SelectionVarStat: Fast feature (m/z) selection using multiple hypothesis testing (LIMMA/ANOVA/Kruskal) with optional class balancing (no/up/down/SMOTE)

Description

Runs univariate statistical tests across all features (columns) to identify discriminant m/z values. Supports three tests:

  • "Limma": moderated F-test via the limma R package on k-1 contrasts between groups

  • "anova": classical one-way ANOVA (implemented in C++ for speed)

  • "kruskal": Kruskal–Wallis rank-sum test (implemented in C++ with tie correction)

Usage

SelectionVarStat(
  X,
  Y,
  stat.test = c("Limma", "anova", "kruskal"),
  pi0.method = "abh",
  fdr = 0.05,
  Sampling = c("no", "up", "down", "smote"),
  seed = NULL
)

Value

A list with:

  • nb_to_sel: integer, floor(ncol(X) * (1 - pi0)) using cp4p::estim.pi0.

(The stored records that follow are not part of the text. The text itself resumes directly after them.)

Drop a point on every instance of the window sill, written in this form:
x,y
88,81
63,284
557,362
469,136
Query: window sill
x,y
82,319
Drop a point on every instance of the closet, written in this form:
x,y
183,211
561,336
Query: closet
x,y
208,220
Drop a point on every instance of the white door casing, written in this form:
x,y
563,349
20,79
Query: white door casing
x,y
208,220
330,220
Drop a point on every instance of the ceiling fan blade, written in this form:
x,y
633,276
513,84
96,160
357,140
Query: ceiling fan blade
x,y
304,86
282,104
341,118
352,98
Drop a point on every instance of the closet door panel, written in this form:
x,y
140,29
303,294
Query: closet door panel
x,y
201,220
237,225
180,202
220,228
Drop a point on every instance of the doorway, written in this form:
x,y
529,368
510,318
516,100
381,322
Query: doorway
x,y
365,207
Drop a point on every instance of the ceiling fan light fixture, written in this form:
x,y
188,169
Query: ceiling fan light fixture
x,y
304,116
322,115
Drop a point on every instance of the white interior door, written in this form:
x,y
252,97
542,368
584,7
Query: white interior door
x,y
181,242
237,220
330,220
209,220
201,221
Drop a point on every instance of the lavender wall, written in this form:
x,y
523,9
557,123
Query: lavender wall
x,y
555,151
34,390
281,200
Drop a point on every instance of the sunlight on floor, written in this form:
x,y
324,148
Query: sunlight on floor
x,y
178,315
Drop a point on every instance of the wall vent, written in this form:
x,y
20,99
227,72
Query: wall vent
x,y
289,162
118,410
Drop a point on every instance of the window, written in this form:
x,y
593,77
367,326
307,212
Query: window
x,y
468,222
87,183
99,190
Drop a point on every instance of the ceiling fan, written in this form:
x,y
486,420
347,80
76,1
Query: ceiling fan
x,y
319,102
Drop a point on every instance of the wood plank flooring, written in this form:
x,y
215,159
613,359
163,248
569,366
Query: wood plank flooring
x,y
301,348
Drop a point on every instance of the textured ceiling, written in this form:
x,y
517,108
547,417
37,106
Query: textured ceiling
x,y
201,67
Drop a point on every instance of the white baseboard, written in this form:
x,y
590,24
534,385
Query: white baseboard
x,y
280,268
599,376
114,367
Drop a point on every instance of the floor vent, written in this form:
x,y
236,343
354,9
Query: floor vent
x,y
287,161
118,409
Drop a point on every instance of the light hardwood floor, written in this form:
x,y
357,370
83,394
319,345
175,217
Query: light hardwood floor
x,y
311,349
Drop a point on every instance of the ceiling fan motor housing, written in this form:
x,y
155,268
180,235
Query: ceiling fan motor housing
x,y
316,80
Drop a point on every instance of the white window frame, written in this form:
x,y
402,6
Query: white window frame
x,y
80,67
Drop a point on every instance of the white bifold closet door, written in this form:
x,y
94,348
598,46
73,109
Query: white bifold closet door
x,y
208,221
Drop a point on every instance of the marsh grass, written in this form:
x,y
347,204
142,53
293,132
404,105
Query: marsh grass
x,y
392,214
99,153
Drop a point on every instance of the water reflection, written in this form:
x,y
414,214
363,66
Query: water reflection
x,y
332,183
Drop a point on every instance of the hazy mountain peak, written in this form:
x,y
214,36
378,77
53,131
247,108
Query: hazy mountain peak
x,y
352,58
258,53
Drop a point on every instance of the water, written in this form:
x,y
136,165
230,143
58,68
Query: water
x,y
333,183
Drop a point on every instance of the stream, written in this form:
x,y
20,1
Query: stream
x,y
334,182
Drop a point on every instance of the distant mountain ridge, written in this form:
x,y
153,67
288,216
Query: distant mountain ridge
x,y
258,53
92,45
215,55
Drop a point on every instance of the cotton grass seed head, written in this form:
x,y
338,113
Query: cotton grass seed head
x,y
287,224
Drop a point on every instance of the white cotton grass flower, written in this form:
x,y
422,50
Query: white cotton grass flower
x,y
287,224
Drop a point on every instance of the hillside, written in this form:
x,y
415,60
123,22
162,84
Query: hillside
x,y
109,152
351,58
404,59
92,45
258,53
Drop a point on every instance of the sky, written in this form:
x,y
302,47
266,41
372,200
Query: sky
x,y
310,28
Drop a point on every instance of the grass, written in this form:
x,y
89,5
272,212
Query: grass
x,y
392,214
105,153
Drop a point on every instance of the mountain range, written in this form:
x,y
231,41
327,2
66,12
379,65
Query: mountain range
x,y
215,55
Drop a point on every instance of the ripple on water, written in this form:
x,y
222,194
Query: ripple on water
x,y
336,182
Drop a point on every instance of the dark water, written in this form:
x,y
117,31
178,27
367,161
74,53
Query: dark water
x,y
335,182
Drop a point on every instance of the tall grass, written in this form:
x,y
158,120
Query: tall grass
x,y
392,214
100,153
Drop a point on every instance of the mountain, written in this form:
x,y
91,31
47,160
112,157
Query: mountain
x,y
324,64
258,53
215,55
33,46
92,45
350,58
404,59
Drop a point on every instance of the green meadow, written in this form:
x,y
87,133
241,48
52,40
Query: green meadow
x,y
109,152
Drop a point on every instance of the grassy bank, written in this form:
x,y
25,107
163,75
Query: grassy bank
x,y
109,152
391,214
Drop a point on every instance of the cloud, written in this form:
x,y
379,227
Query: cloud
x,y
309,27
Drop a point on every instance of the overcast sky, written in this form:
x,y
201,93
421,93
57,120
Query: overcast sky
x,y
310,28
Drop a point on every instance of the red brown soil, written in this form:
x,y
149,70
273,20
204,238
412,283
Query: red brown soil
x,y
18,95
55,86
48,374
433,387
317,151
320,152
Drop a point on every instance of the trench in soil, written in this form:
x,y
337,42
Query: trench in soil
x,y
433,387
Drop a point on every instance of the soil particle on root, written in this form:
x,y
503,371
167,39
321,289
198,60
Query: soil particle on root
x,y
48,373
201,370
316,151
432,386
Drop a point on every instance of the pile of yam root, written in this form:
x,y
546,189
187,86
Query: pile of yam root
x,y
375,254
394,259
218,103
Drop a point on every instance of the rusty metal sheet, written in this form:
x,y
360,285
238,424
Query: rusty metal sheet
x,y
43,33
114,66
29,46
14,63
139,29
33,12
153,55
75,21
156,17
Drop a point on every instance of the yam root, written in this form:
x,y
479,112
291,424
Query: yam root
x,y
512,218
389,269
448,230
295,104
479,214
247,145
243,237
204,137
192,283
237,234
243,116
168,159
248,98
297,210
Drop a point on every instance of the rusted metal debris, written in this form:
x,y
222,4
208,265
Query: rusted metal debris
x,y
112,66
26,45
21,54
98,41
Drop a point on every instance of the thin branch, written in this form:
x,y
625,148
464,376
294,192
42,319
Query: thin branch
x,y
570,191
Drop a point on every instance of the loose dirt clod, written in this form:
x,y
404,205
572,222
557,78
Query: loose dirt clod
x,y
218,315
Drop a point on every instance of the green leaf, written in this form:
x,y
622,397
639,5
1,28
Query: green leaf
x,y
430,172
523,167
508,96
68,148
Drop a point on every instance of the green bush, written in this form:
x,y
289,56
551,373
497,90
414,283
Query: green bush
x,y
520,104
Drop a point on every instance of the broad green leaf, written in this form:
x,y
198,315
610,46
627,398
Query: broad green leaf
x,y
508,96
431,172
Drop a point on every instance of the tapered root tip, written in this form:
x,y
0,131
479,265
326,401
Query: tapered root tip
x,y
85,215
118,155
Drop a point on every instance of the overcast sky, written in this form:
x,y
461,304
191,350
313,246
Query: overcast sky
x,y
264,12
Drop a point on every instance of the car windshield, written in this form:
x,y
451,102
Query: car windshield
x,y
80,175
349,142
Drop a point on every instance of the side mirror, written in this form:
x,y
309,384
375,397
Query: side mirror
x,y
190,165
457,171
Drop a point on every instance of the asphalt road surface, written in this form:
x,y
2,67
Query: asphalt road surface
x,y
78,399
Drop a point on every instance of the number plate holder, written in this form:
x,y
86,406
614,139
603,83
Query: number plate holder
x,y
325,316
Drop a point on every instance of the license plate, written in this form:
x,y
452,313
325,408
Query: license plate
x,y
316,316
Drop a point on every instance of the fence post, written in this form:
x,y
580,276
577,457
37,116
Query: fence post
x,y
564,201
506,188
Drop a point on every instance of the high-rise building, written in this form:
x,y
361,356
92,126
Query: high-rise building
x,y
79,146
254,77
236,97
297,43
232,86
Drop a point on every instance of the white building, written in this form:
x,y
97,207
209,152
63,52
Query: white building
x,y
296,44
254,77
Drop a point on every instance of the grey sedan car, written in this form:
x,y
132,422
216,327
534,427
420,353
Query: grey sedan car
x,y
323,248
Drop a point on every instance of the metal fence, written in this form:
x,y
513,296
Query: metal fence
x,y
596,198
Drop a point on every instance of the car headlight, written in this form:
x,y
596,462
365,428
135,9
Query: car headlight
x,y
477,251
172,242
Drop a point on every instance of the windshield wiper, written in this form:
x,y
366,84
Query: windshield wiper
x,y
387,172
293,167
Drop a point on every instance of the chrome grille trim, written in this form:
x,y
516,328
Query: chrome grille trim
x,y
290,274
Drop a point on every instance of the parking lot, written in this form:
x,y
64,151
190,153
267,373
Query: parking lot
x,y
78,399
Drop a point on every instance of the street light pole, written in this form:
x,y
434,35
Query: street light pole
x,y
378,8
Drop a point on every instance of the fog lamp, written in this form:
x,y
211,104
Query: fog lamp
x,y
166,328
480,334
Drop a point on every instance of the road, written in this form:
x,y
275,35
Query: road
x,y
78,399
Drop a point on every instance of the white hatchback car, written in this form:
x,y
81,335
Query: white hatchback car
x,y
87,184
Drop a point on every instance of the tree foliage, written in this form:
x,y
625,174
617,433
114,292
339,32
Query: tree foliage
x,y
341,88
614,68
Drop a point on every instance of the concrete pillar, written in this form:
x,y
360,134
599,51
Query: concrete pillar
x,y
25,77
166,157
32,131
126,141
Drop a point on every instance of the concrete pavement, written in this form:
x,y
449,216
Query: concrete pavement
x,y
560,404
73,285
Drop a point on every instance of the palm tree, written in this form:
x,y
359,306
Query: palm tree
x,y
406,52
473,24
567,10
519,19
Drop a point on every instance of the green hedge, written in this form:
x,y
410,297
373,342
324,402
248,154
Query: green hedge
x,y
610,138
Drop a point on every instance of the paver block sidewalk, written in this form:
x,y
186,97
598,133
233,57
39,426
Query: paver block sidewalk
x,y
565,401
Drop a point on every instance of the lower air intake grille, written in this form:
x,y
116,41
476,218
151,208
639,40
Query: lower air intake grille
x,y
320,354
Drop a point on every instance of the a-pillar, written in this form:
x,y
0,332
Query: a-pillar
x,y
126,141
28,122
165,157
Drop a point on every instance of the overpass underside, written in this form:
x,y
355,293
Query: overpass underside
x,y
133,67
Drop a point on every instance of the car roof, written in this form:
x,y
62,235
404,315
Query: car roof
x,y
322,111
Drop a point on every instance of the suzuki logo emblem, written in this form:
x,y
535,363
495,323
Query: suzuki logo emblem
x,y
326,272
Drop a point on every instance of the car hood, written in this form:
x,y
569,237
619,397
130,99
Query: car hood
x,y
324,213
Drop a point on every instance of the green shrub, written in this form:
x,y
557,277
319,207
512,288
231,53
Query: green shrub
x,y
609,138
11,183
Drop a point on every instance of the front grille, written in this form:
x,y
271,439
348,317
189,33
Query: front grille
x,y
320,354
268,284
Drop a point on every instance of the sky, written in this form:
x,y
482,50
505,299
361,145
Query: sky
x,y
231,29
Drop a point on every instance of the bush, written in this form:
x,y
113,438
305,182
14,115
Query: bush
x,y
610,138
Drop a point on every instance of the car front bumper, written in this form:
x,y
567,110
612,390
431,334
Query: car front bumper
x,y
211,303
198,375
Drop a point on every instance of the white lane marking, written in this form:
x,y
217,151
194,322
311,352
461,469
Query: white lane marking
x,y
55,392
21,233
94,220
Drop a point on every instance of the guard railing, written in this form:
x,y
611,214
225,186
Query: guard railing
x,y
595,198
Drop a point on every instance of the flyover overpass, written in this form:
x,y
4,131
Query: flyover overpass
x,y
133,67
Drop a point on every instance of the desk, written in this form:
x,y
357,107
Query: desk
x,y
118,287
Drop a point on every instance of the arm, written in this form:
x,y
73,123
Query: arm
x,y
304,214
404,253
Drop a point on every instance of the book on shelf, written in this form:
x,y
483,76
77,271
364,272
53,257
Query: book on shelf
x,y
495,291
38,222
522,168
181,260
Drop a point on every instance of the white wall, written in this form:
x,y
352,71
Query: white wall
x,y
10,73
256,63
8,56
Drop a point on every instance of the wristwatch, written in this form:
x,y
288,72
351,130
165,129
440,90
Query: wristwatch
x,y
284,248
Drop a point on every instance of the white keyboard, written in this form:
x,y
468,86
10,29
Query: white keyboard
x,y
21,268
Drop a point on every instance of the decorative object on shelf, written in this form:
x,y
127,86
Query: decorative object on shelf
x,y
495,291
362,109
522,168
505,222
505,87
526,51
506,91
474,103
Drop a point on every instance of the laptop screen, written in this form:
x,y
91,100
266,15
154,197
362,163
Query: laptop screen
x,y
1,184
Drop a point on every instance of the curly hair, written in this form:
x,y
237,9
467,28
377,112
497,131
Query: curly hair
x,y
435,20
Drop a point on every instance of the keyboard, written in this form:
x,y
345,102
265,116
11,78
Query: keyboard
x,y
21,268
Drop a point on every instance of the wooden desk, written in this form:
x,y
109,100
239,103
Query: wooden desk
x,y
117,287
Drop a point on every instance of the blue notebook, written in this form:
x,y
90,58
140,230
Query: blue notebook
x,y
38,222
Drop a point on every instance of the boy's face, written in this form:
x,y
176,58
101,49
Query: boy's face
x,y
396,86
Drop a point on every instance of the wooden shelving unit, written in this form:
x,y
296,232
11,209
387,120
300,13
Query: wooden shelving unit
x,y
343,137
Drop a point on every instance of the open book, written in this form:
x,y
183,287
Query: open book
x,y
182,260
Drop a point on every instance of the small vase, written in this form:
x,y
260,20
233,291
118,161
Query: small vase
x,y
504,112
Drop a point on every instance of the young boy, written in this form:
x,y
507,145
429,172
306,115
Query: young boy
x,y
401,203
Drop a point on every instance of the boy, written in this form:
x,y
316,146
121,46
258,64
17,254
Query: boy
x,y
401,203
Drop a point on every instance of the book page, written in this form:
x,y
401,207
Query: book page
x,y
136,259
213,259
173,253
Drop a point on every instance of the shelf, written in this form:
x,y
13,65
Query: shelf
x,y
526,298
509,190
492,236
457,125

  • n_selected_fdr: integer, number of features with adjusted p-value < fdr.

  • sel_moz: character vector of selected feature names (columns of X) with adjusted p-value < fdr.

  • ap: the full object returned by cp4p::adjust.p (contains adjusted p-values).

Arguments

X

Numeric matrix with samples in rows and features (peaks) in columns. If a sparse Matrix is provided, it is coerced to a base R dense matrix. Infinities are set to NA; NAs are allowed.

Y

Class labels. A factor (or coercible to factor) of length nrow(X). Must contain at least two levels.

stat.test

Character string; which univariate test to use. One of "Limma", "anova", or "kruskal". Default is "Limma".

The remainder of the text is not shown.